How does text become numbers?
We said a computer only knows numbers. Yet we type letters, and letters show up on the screen. How does a machine that only knows numbers handle letters at all?
Every letter has a number on it
The secret is simpler than you'd think.
People got together
and assigned each letter a number.
A is 65,
B is 66,
and so on.
So when you press A on the keyboard,
the computer doesn't get a letter,
it gets the number 65.
Press a letter and its number appears.
From A to Z,
lowercase too,
digits and symbols
all have their own number.
This agreement that numbers the letters
is called ASCII.
The first table computers made
to handle letters.
The number turns back into 0s and 1s
But think back to last time.
We said a computer stores numbers
as 0s and 1s too.
So the number 65
ends up stored as
eight switches being on or off.
One letter
becomes eight 0s and 1s.
A is number 65, and that becomes eight 0s and 1s.
So one letter usually takes
eight switches,
that is, one byte.
The byte we learned last time
shows up again here.
Letters, in the end, were 0s and 1s too.
Let's open up the table
Let me show you
what the ASCII table
actually looks like.
Letters line up in number order.
Tap one
and you can check its number.
Uppercase A is 65,
lowercase a is 97,
the digit 0 is 48.
Lowercase numbers run higher than uppercase, by 32.
Here's the fun part:
uppercase and lowercase
are exactly 32 apart.
A is 65, a is 97.
Not a coincidence,
they set it up that way
to make things easier later.
Eight switches aren't enough
Eight switches
can represent
256 things.
Fit in the English alphabet, digits, symbols,
and there's still room to spare.
So at first this was enough,
since it was made by English speakers.
From 0 to 255, that's 256.
But the world
isn't only English.
Korean alone has over ten thousand characters,
Chinese has tens of thousands.
Add emoji on top.
256 doesn't even come close.
So a new agreement was needed.
Bigger characters use more bytes
The fix is simple.
If one slot isn't enough,
use several.
English stays one byte,
Korean usually takes three,
emoji take four.
This giant table that numbers
every character in the world
is called Unicode.
How many slots a character takes depends on the character.
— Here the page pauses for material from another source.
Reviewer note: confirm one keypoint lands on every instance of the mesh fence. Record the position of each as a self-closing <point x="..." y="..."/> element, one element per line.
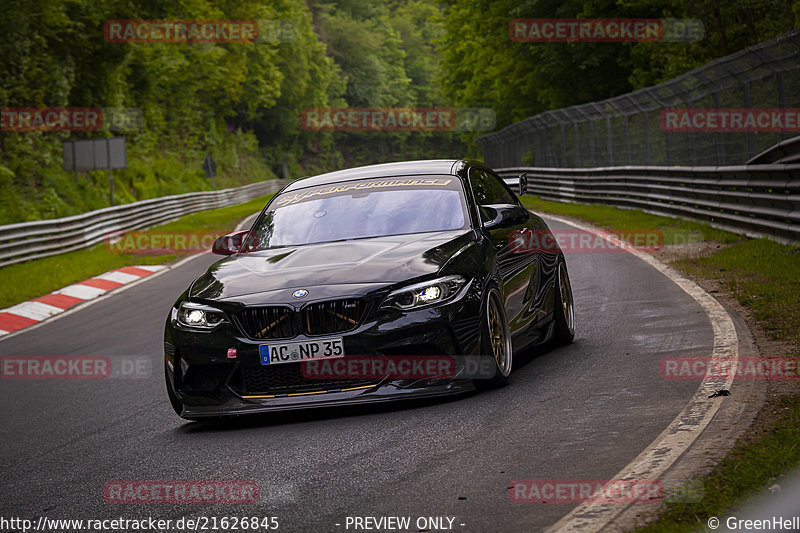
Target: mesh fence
<point x="627" y="129"/>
So even a single character
can take up different room.
One English letter, one slot,
one Korean letter, three.
That's exactly why the count you see in a message
differs from what the computer counts.
A sentence too is just a line of numbers
Now let's look at a short line
all at once.
Each letter turns into a number,
and that number turns back into 0s and 1s.
Every message we send,
if you look inside,
is a long line of numbers like this.
How a computer sees "Hi".
When letters appear on screen, it runs backward.
It reads the 0s and 1s to find the number,
then looks up that number's letter
in the table and draws it.
To our eyes it's letters,
but inside it's numbers from start to finish.